Despite lacking background knowledge in entrepreneurship or business, Armstrong was inspired to create SupCups from her passion on the issue of climate change.
“Every day I would go to high school with a brand new plastic water bottle in my lunch. In the Sophomore year of college, I lived with my best friend.” Armstrong says. “She started telling me about the environmental impact of eating meat, and then we watched some documentaries. That tiny like conversation has impacted my life in insane ways.”
The product itself is a high quality stainless steel cups with a red powder finish and a laser-engraved logo sold individually for $10 and in sets of 22 for $100. The business mostly targets college students in Los Angeles but, as of late, has also been marketed to alumni aged 25-27 as a result of the football season. SupCups have also been seeing online in over seventeen states.
In terms of manufacturing, SupCups mostly imports stainless steel from China by a factory that has met international environmental standards. However, Armstrong would feel it would more ideal to find a stainless steel supplier in the US to reduce cost of shipping.
While team behind SupCups is small, they are passionate about the business’ social cause and are looking to expand further by adding individuals who have experience with marketing.
“I’ve learned everything just from like asking people watching YouTube tutorials and online resources. So I know that people can learn new skills.” Armstrong says “I also need people who are motivated, wants to learn and cares deeply about the issue of climate change.”

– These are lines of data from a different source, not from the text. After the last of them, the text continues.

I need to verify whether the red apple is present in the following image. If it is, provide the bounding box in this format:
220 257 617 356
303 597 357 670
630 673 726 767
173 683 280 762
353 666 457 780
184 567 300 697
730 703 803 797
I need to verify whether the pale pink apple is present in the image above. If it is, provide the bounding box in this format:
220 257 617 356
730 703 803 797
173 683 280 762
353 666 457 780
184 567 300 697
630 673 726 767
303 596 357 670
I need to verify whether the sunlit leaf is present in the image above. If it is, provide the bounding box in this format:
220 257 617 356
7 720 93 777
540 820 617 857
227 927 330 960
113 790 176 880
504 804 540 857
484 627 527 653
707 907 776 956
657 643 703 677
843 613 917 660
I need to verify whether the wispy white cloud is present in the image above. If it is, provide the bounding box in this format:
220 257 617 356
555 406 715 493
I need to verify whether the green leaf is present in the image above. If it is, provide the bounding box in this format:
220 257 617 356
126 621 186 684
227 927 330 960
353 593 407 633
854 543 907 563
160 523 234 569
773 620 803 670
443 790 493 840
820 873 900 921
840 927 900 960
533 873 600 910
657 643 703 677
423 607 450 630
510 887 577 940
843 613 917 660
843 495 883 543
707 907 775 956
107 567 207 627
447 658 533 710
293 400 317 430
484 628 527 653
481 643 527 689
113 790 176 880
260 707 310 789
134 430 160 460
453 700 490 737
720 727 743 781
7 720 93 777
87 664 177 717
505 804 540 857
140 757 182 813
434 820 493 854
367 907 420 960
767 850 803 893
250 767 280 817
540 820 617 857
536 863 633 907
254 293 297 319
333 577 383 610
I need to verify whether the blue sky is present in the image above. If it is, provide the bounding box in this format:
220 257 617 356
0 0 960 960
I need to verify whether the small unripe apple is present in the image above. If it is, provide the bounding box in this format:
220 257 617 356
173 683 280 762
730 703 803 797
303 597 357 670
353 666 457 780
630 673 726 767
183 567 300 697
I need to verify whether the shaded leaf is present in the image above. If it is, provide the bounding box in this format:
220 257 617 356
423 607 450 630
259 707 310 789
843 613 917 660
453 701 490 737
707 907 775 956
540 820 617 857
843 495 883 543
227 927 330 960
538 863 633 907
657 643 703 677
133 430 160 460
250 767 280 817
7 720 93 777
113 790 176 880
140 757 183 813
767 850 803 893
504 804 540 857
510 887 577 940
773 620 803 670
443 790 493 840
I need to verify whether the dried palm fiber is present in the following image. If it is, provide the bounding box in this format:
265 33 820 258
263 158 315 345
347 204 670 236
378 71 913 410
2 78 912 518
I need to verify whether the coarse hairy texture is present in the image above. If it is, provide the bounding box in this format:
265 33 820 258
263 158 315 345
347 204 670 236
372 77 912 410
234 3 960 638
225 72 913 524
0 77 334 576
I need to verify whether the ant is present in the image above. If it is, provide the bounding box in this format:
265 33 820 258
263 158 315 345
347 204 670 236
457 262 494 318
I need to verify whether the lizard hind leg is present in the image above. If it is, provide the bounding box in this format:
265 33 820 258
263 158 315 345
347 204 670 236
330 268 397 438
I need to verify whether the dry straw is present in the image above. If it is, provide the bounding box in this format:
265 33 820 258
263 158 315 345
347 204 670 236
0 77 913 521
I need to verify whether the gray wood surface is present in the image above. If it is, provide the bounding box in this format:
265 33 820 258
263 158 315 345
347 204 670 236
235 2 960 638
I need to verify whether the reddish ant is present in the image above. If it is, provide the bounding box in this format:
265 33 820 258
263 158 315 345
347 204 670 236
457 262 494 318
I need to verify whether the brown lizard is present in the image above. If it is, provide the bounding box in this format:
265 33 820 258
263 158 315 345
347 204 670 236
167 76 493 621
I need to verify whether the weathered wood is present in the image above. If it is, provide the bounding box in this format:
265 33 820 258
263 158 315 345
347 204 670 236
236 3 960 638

Armstrong credits strong, female mentors and institutions in USC like the Blackstone Launchpad and classes on climate change for help in gaining experience for the startup world.
“My mentor and friends Ripley Raider does a jumpsuit company and always has my back in terms of helping me with the business.” Armstrong says. “While I lack experience, I’m okay with it because the good thing about not being an expert in anything is that it provides you an opportunity to do things the new way.”

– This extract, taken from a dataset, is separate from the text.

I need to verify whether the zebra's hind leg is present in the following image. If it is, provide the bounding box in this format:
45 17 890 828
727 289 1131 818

In the near future, SupCups plans to build its online brand and spread to other universities by creating a brand ambassador program on the different campuses. The business is also planning on raising awareness on USC by having SupCup parties with friends and classmates.
The ultimate goal is to set an example for other companies that it is possible to be sustainable and profitable
“It’s really awesome to have had this idea. I remember my mom because she was like “Are you actually going to go through with this plan.”” Armstrong says. “I feel like businesses often cut corners that damage the environment, and you have to be so intentional with building your company by setting systems in place to protect the environment.”